= What Does the K Stand For? =

What Does the K Stand For? is a BBC Radio Four sitcom series based on the experiences of comedian Stephen K. Amos growing up as a teenager in south London in the 1980s. The broadcast of the first series began in November 2013; the third series commenced in January 2017.

==Critical reception==
Reviewing Series 1, Episode 1 for Radio Times, Tristram Fane Saunders found the show suited Amos "down to the ground; there's a touch of Seinfeld about What Does the K Stand for? in the way it flows from stand up into a deliciously awkward sitcom".

Writing in The Guardian in February 2015, Priya Elan judged that, "Standup comedian Stephen K Amos's jaunty sitcom What Does The K Stand For? (Radio 4) reaches the end of its second series with possibly the best episode yet. With shades of Chris Rock's Everybody Hates Chris, Amos takes us back to his 80s childhood, growing up gay and black in a dysfunctional household".

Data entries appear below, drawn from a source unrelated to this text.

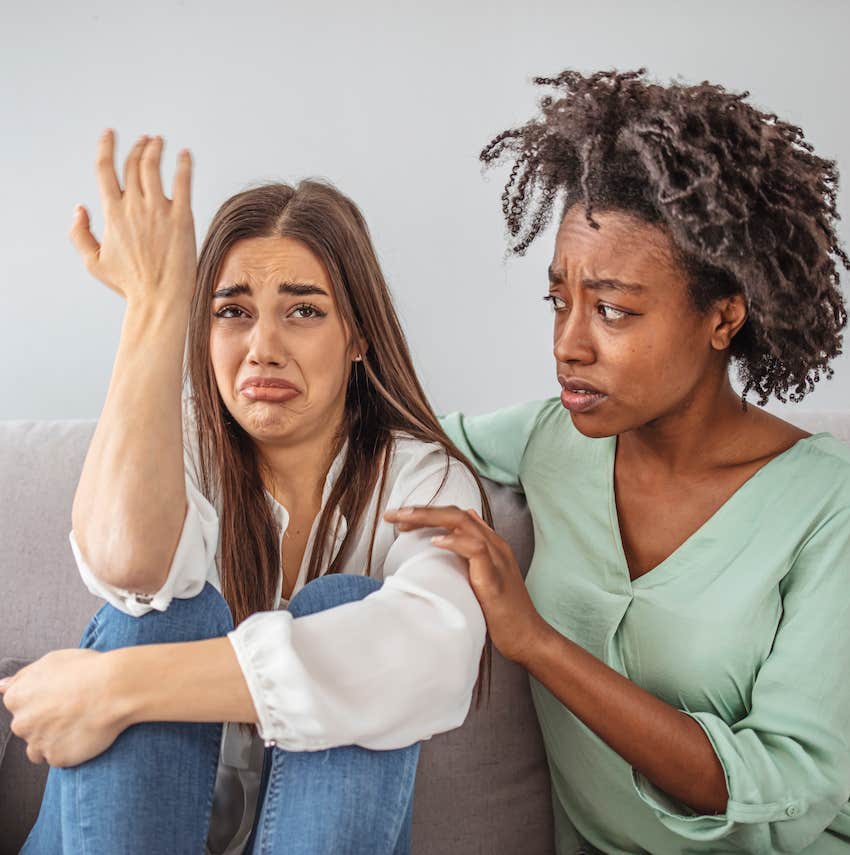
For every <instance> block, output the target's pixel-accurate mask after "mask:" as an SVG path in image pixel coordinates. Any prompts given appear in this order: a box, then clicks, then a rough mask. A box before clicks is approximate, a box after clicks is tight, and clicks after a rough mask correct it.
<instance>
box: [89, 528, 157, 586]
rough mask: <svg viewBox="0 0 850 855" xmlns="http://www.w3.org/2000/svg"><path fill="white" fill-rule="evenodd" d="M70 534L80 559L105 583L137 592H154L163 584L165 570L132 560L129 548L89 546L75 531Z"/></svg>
mask: <svg viewBox="0 0 850 855" xmlns="http://www.w3.org/2000/svg"><path fill="white" fill-rule="evenodd" d="M74 537H75V539H76V541H77V547H78V549H79V550H80V557H81V558H82V560H83V562H84V563H85V564H86V566H87V567H88V568H89V569H90V571H91V572H92V573H93V574H94V575H95V576H97V578H98V579H100V580H101V581H103V582H105V583H106V584H107V585H112V586H113V587H116V588H122V589H124V590H127V591H133V592H135V593H140V594H154V593H156V592H157V591H158V590H160V589H161V588H162V586H163V585H164V584H165V580H166V579H167V577H168V571H167V570H163V569H162V568H160V567H158V566H157V565H155V564H153V563H143V562H142V561H134V560H133V559H132V551H131V550H127V549H126V548H122V549H121V550H116V549H110V548H109V545H108V544H103V545H102V546H101V548H99V549H91V548H90V547H89V545H88V543H87V542H86V541H85V539H83V538H81V537H80V534H79V533H77V532H76V531H74Z"/></svg>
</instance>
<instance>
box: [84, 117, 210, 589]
mask: <svg viewBox="0 0 850 855" xmlns="http://www.w3.org/2000/svg"><path fill="white" fill-rule="evenodd" d="M161 154H162V141H161V139H159V138H152V139H150V140H148V139H147V138H144V137H143V138H142V139H140V140H139V141H138V142H137V143H136V145H135V146H134V147H133V149H132V151H131V152H130V154H129V155H128V157H127V161H126V164H125V171H124V184H125V188H124V190H123V192H122V190H121V188H120V186H119V184H118V179H117V176H116V173H115V167H114V137H113V134H112V133H111V131H107V132H106V133H105V134H104V135H103V136H102V137H101V139H100V141H99V143H98V156H97V176H98V185H99V189H100V194H101V199H102V203H103V208H104V214H105V227H104V234H103V242H102V244H99V243H98V241H97V240H96V239H95V237H94V236H93V235H92V233H91V231H90V223H89V219H88V214H87V213H86V212H85V210H84V209H82V208H78V211H77V213H76V215H75V217H74V224H73V226H72V228H71V231H70V237H71V239H72V241H73V243H74V245H75V246H76V248H77V249H78V250H79V252H80V254H81V255H82V257H83V259H84V262H85V264H86V268H87V269H88V271H89V272H90V273H91V274H92V275H93V276H95V277H96V278H97V279H99V280H100V281H101V282H103V283H104V284H106V285H108V286H109V287H110V288H112V289H113V290H114V291H116V292H117V293H119V294H121V295H122V296H123V297H124V298H125V299H126V301H127V311H126V314H125V316H124V323H123V326H122V331H121V340H120V344H119V347H118V353H117V355H116V358H115V364H114V367H113V372H112V378H111V380H110V384H109V389H108V392H107V396H106V401H105V403H104V407H103V410H102V412H101V415H100V418H99V419H98V423H97V427H96V429H95V432H94V436H93V438H92V441H91V444H90V446H89V449H88V452H87V454H86V458H85V462H84V464H83V470H82V474H81V476H80V481H79V484H78V487H77V492H76V494H75V496H74V504H73V508H72V526H73V535H74V537H75V539H76V542H77V545H78V547H79V550H80V552H81V553H82V554H83V556H84V557H85V559H86V562H87V564H88V565H89V566H90V567H91V569H92V571H93V572H94V573H95V574H96V575H97V576H98V577H99V578H100V579H102V580H103V581H104V582H107V583H108V584H111V585H116V586H120V587H124V588H127V589H129V590H133V591H138V592H142V593H149V592H153V591H156V590H158V589H159V588H160V587H161V586H162V584H163V583H164V581H165V579H166V576H167V574H168V570H169V567H170V565H171V562H172V558H173V556H174V552H175V549H176V547H177V544H178V541H179V539H180V534H181V530H182V527H183V521H184V518H185V515H186V508H187V503H186V486H185V482H184V463H183V429H182V418H181V389H182V370H183V351H184V346H185V341H186V328H187V324H188V318H189V308H190V303H191V298H192V292H193V290H194V285H195V265H196V251H195V233H194V224H193V220H192V212H191V206H190V198H189V195H190V182H191V163H190V159H189V154H188V152H186V151H183V152H181V153H180V155H179V156H178V164H177V171H176V174H175V179H174V191H173V200H169V199H168V198H167V197H166V196H165V195H164V193H163V189H162V184H161V181H160V158H161Z"/></svg>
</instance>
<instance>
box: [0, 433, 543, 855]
mask: <svg viewBox="0 0 850 855" xmlns="http://www.w3.org/2000/svg"><path fill="white" fill-rule="evenodd" d="M94 426H95V423H94V422H93V421H6V422H2V421H0V538H2V541H0V542H2V543H3V544H4V547H5V548H4V549H3V551H2V554H0V618H2V620H0V669H2V666H3V661H4V660H7V666H8V664H9V663H8V660H9V659H15V660H17V659H25V660H26V659H34V658H37V657H39V656H41V655H43V654H44V653H46V652H48V651H49V650H53V649H56V648H61V647H76V646H77V645H78V643H79V640H80V636H81V635H82V632H83V629H84V627H85V625H86V624H87V623H88V621H89V619H90V617H91V616H92V614H94V612H95V611H97V609H98V608H99V607H100V606H101V605H102V601H101V600H99V599H97V598H95V597H94V596H92V595H91V594H90V593H89V592H88V591H87V590H86V588H85V587H84V586H83V584H82V582H81V580H80V577H79V574H78V572H77V569H76V566H75V564H74V560H73V557H72V555H71V548H70V545H69V542H68V532H69V530H70V527H71V525H70V521H71V504H72V501H73V497H74V491H75V489H76V485H77V480H78V479H79V474H80V471H81V469H82V464H83V459H84V457H85V452H86V449H87V448H88V444H89V442H90V440H91V436H92V433H93V431H94ZM487 488H488V493H489V495H490V498H491V501H492V504H493V510H494V514H495V519H496V525H497V527H498V528H499V530H500V531H501V532H502V534H503V535H504V536H505V537H506V538H507V539H508V541H509V542H510V543H511V545H512V546H513V547H514V549H515V551H516V553H517V556H518V558H519V560H520V562H521V565H522V566H523V567H524V568H527V566H528V563H529V561H530V559H531V551H532V532H531V524H530V519H529V517H528V513H527V511H526V509H525V502H524V499H523V498H522V496H520V495H519V494H517V493H515V492H513V491H511V490H508V489H506V488H502V487H499V486H497V485H495V484H492V483H488V484H487ZM15 667H18V665H17V664H16V665H15ZM4 714H6V715H7V720H6V721H5V722H4V720H3V715H4ZM4 724H5V725H6V727H8V714H7V713H6V711H5V708H3V707H2V704H0V731H2V729H3V727H4ZM7 736H8V730H7ZM0 741H2V734H0ZM46 773H47V769H46V767H45V766H33V765H31V764H30V763H29V762H28V761H27V759H26V755H25V753H24V745H23V743H22V742H21V740H19V739H17V738H15V737H12V738H11V739H10V741H9V743H8V746H7V748H6V751H5V754H4V753H3V751H2V746H0V855H5V853H7V852H8V853H13V852H15V853H16V852H17V851H18V848H19V847H20V845H21V844H22V842H23V840H24V837H25V836H26V834H27V833H28V830H29V829H30V828H31V827H32V824H33V823H34V821H35V818H36V816H37V814H38V807H39V804H40V801H41V794H42V791H43V788H44V779H45V777H46ZM413 826H414V827H413V851H414V852H416V853H417V855H430V853H433V855H438V853H439V855H442V853H447V852H451V853H452V855H473V853H475V855H477V853H480V852H489V853H506V855H507V853H511V855H513V853H516V852H532V853H535V855H549V853H552V852H554V849H553V843H552V813H551V803H550V796H549V777H548V772H547V770H546V762H545V757H544V754H543V748H542V744H541V740H540V736H539V732H538V729H537V722H536V718H535V716H534V710H533V708H532V705H531V699H530V695H529V691H528V680H527V677H526V675H525V673H524V672H523V671H522V669H520V668H519V667H517V666H515V665H514V664H513V663H510V662H507V661H505V660H504V659H503V658H502V657H501V656H500V655H499V654H498V653H497V652H496V651H494V652H493V664H492V681H491V691H490V699H489V702H485V703H483V704H482V705H481V706H480V707H478V708H475V707H473V709H472V710H471V711H470V714H469V718H468V719H467V722H466V724H465V725H464V726H463V727H462V728H459V729H458V730H455V731H452V732H451V733H446V734H440V735H437V736H435V737H433V738H432V739H431V740H429V741H428V742H427V743H426V744H425V745H423V748H422V753H421V759H420V767H419V773H418V775H417V779H416V793H415V797H414V821H413Z"/></svg>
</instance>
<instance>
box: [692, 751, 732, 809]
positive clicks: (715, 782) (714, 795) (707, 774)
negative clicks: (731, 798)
mask: <svg viewBox="0 0 850 855" xmlns="http://www.w3.org/2000/svg"><path fill="white" fill-rule="evenodd" d="M699 779H700V780H699V783H700V786H699V790H698V791H696V792H694V793H693V795H692V796H691V798H689V799H687V800H686V804H688V806H689V807H691V808H693V809H694V810H695V811H697V813H700V814H702V815H704V816H712V815H717V816H719V815H721V814H725V813H726V810H727V808H728V805H729V788H728V786H727V784H726V775H725V773H724V772H723V767H722V766H721V765H720V761H719V760H718V759H717V757H716V756H715V757H714V762H713V763H712V764H711V767H710V768H709V769H707V770H706V774H705V775H701V776H699Z"/></svg>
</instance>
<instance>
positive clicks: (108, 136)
mask: <svg viewBox="0 0 850 855" xmlns="http://www.w3.org/2000/svg"><path fill="white" fill-rule="evenodd" d="M95 174H96V175H97V186H98V189H99V190H100V198H101V201H102V202H103V207H104V209H106V208H108V207H109V205H111V204H114V203H116V202H120V201H121V185H120V184H119V183H118V176H117V175H116V174H115V134H114V133H113V131H112V129H111V128H107V129H106V130H105V131H104V132H103V133H102V134H101V135H100V139H99V140H98V142H97V158H96V161H95Z"/></svg>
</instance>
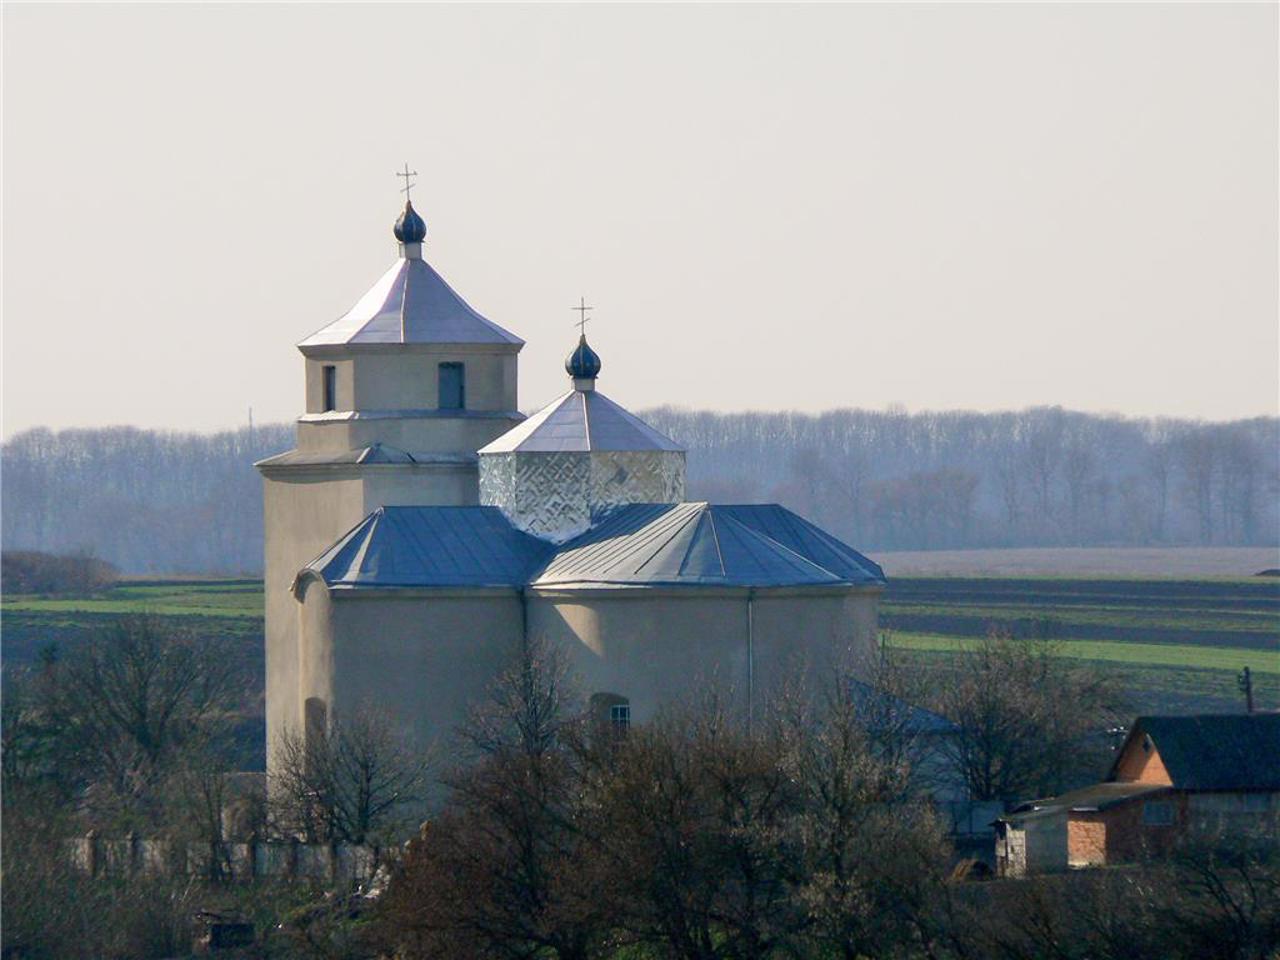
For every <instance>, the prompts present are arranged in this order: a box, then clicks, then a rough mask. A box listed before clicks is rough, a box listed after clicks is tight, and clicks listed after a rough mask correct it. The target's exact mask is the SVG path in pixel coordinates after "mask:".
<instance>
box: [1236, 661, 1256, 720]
mask: <svg viewBox="0 0 1280 960" xmlns="http://www.w3.org/2000/svg"><path fill="white" fill-rule="evenodd" d="M1235 682H1236V685H1238V686H1239V687H1240V691H1242V692H1243V694H1244V710H1245V713H1253V675H1252V673H1251V672H1249V668H1248V667H1245V668H1244V669H1242V671H1240V676H1238V677H1236V678H1235Z"/></svg>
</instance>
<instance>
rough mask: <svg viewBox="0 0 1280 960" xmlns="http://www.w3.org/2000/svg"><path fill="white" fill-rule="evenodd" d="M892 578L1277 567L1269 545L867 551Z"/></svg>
mask: <svg viewBox="0 0 1280 960" xmlns="http://www.w3.org/2000/svg"><path fill="white" fill-rule="evenodd" d="M869 556H870V558H872V559H873V561H876V562H877V563H879V564H881V566H882V567H884V572H886V573H888V575H890V576H891V577H892V576H911V575H918V576H1101V577H1248V576H1253V575H1254V573H1257V572H1258V571H1262V570H1275V568H1280V548H1275V547H1061V548H1027V549H1016V550H906V552H899V553H872V554H869Z"/></svg>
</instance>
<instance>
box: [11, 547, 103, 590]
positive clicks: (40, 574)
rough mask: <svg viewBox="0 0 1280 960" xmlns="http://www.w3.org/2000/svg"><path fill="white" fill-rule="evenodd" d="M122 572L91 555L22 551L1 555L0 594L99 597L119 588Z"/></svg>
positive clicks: (79, 553)
mask: <svg viewBox="0 0 1280 960" xmlns="http://www.w3.org/2000/svg"><path fill="white" fill-rule="evenodd" d="M118 577H119V571H118V570H116V568H115V567H113V566H111V564H110V563H108V562H106V561H101V559H97V558H96V557H92V556H90V554H87V553H77V554H72V556H56V554H52V553H37V552H35V550H20V552H13V553H4V554H0V591H3V593H5V594H70V595H84V594H92V593H99V591H101V590H105V589H108V588H110V586H114V585H115V581H116V580H118Z"/></svg>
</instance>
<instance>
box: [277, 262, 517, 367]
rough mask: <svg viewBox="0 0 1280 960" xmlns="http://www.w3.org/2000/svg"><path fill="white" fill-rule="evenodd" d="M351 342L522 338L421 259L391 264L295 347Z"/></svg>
mask: <svg viewBox="0 0 1280 960" xmlns="http://www.w3.org/2000/svg"><path fill="white" fill-rule="evenodd" d="M355 343H511V344H522V343H524V340H522V339H520V338H518V337H516V335H515V334H512V333H508V332H507V330H503V329H502V328H500V326H498V324H495V323H493V321H492V320H486V319H485V317H483V316H480V314H477V312H476V311H475V310H472V308H471V306H470V305H468V303H467V302H466V301H465V300H462V297H460V296H458V294H457V293H456V292H454V291H453V288H452V287H449V284H448V283H445V282H444V278H443V276H440V275H439V274H438V273H435V270H433V269H431V265H430V264H428V262H426V261H425V260H421V259H419V257H415V256H410V257H403V259H401V260H397V261H396V262H394V264H392V268H390V269H389V270H388V271H387V273H385V274H383V275H381V278H380V279H379V280H378V283H375V284H374V285H372V287H371V288H370V289H369V292H367V293H366V294H365V296H364V297H361V298H360V301H358V302H357V303H356V306H353V307H352V308H351V310H348V311H347V312H346V314H344V315H343V316H340V317H339V319H338V320H334V321H333V323H332V324H329V325H328V326H325V328H323V329H320V330H317V332H316V333H314V334H311V335H310V337H307V338H306V339H305V340H302V342H301V343H300V344H298V347H302V348H306V347H324V346H340V344H355Z"/></svg>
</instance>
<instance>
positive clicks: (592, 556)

However, he added, "Playing it broad by mixing farce with double entendres, the sitcom is slightly uneven: although the family are drawn with wit and sympathy, minor characters like the actress turned teacher Miss Bliss feel less like real people than excuses to weave in a few good dad jokes".

Overall, Elan found, "What lifts the show are the elements of diaspora life weaved throughout, as when Aunty Princess visits from Nigeria and accuses Virginia [Stephen's mother] of cultural betrayal ('You have adopted too many fine and fancy British ways'). Stephen defends the family by suggesting she should 'go back home', prompting him to reflect that he has turned into his own racist enemy. It's unexpectedly thoughtful stuff, suggesting the third series may be even better."